An apparent power struggle inside the police force, which the government
said was "an attempted coup d'etat," forced six officers, including the
police chief of Cap-Haïtien, Haiti's second city, to flee to the Dominican
Republic on October 18.  The police commanders of four major suburbs of
Port-au-Prince – Pétionville, Delmas, Carrefour and Croix-des-Bouquets –
were dismissed.  Three other officers were arrested as they tried to leave
the country and two more sought refuge in the Dominican embassy in
Port-au-Prince on October 23.  The Dominican government refused Haiti's
request to return the fugitive officers, later joined by a seventh, who
asked to go to Ecuador, where they had trained. 

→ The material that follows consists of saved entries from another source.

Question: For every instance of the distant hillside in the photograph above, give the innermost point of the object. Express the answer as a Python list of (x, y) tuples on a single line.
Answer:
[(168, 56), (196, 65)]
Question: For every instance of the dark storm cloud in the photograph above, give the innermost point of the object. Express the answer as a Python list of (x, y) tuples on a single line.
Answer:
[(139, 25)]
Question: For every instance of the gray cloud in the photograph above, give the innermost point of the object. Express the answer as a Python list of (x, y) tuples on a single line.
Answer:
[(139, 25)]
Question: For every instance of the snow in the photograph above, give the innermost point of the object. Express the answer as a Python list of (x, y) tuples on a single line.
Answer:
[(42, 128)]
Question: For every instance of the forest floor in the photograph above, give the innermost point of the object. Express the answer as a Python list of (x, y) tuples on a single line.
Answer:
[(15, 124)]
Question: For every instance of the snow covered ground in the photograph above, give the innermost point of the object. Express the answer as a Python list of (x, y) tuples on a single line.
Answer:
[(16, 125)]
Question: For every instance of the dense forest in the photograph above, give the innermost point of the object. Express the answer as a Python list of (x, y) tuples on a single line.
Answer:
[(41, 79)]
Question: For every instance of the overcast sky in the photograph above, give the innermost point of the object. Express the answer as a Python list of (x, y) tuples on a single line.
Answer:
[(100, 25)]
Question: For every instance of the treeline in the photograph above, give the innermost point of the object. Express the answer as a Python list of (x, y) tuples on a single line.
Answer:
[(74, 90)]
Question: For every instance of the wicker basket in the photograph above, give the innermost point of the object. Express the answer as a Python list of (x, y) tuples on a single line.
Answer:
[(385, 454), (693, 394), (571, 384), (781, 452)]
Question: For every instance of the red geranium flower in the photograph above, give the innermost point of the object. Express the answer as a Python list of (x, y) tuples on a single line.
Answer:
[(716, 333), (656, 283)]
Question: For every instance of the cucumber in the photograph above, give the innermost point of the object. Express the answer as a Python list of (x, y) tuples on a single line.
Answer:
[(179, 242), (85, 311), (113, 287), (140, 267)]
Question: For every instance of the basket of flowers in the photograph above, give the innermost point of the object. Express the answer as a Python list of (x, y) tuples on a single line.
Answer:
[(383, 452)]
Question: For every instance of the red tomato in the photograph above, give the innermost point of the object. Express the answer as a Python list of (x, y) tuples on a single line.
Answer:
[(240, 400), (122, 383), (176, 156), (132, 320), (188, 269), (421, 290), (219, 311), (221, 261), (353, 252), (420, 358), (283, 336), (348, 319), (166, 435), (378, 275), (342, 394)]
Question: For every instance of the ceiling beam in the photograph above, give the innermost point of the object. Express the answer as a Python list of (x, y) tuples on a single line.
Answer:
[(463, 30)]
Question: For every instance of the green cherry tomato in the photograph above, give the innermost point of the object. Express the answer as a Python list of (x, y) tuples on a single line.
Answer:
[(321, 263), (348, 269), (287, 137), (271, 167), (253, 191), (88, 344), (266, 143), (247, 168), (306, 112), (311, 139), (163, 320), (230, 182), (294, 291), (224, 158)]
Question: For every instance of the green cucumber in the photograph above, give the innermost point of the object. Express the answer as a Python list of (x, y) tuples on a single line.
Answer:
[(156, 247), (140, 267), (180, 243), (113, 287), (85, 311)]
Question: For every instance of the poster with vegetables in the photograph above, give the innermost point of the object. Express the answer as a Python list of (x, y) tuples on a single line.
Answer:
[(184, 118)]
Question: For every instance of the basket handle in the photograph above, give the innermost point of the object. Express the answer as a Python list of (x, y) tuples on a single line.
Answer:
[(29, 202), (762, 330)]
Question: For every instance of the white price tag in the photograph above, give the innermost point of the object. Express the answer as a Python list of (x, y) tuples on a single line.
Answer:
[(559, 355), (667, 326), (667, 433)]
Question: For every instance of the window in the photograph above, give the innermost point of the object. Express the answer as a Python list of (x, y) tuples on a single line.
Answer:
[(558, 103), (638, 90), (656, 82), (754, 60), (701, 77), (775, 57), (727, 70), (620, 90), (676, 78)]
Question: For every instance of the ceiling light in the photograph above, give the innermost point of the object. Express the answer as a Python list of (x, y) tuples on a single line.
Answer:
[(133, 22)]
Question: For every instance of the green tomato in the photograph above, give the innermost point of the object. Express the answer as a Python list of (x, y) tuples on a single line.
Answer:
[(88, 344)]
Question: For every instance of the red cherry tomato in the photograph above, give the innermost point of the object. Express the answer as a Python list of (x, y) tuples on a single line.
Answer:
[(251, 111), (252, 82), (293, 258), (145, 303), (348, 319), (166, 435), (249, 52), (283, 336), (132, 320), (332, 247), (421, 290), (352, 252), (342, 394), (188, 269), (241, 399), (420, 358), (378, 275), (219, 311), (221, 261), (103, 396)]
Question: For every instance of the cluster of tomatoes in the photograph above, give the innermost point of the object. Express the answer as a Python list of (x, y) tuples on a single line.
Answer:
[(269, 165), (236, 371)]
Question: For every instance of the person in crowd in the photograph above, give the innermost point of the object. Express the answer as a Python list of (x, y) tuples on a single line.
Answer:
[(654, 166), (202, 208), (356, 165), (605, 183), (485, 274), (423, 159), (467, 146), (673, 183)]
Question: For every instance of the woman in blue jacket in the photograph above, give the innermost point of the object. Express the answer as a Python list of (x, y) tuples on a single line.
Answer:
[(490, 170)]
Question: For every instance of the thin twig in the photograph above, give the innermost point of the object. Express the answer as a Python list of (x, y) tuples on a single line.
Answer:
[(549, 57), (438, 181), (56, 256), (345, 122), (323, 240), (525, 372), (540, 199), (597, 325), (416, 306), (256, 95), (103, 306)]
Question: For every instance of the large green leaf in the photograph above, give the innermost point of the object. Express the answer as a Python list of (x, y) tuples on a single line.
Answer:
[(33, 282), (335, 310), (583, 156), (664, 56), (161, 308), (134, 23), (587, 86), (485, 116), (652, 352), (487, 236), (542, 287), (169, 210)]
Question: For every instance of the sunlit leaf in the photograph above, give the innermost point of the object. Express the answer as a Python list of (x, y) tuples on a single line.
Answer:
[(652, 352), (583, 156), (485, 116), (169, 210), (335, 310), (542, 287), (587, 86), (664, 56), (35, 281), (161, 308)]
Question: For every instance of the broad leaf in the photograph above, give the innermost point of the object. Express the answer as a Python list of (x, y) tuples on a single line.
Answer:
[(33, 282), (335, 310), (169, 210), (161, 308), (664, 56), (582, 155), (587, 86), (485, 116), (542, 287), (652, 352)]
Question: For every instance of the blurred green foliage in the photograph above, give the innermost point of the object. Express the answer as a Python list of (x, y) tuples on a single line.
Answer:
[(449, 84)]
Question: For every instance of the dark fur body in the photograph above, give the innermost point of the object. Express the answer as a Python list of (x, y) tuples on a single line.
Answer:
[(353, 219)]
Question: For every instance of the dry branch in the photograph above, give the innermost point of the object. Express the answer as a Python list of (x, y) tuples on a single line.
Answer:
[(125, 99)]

        The Cap-Haïtien police chief, Guy Philippe, said they had fled
because of attempts by former national police commander Dany Toussaint and
Joseph Médard -- both ex-soldiers and now senators of former President
Jean-Bertrand Aristide's Fanmi Lavalas (FL) party -- to seize control of
the police.  One of the fugitives was Delmas commander Jacky Nau, who had
been almost lynched by a crowd of FL supporters after he had disarmed an FL
street leader, Ronald Cadavre, as he waited with hundreds of others for
Aristide to present his presidential nomination papers on October 2, a
ceremony that was postponed apparently as a result of the incident.
        The Port-au-Prince radio station Kiskeya quoted what it called a
"secret report" on the power struggle which said a police lieutenant,
Didier Séide, had sought backing for a coup from the US embassy, which had
advised against it and then apparently tipped off the government.  The
report said the coup had been planned as a three-day operation some time in
November and that its organisers claimed support from 600 police, sections
of the presidential palace security unit and reinforcements from the
Dominican Republic.
        It would supposedly involve killing Aristide and President René
Préval and installing a provisional government including former Conseil
Électoral Provisoire (CEP) president Léon Manus and the right-wing Chamber
of Commerce president, Olivier Nadal, both of whom have fled to the United
States.
        Condemning the episode, Préval said a battle was going on in Haiti
between "the 99% of the population living on the margins of society and the
1% of Haitians who control half the country's wealth."  The new police
force recruited members from this minority, he said.
        Meanwhile talks between the FL and the opposition Convergence
Démocratique collapsed on October 20 after a week of mediation by the
Organisation of American States assistant secretary-general, Luigi Einaudi,
who finally managed to arrange face-to-face meetings between them, though
not between their leaders.  The two sides blamed each other for their
failure to agree on the status of the disputed May 21 legislative
elections, possible changes in the CEP and the timetable for presidential
and senate elections that have been set for November 26.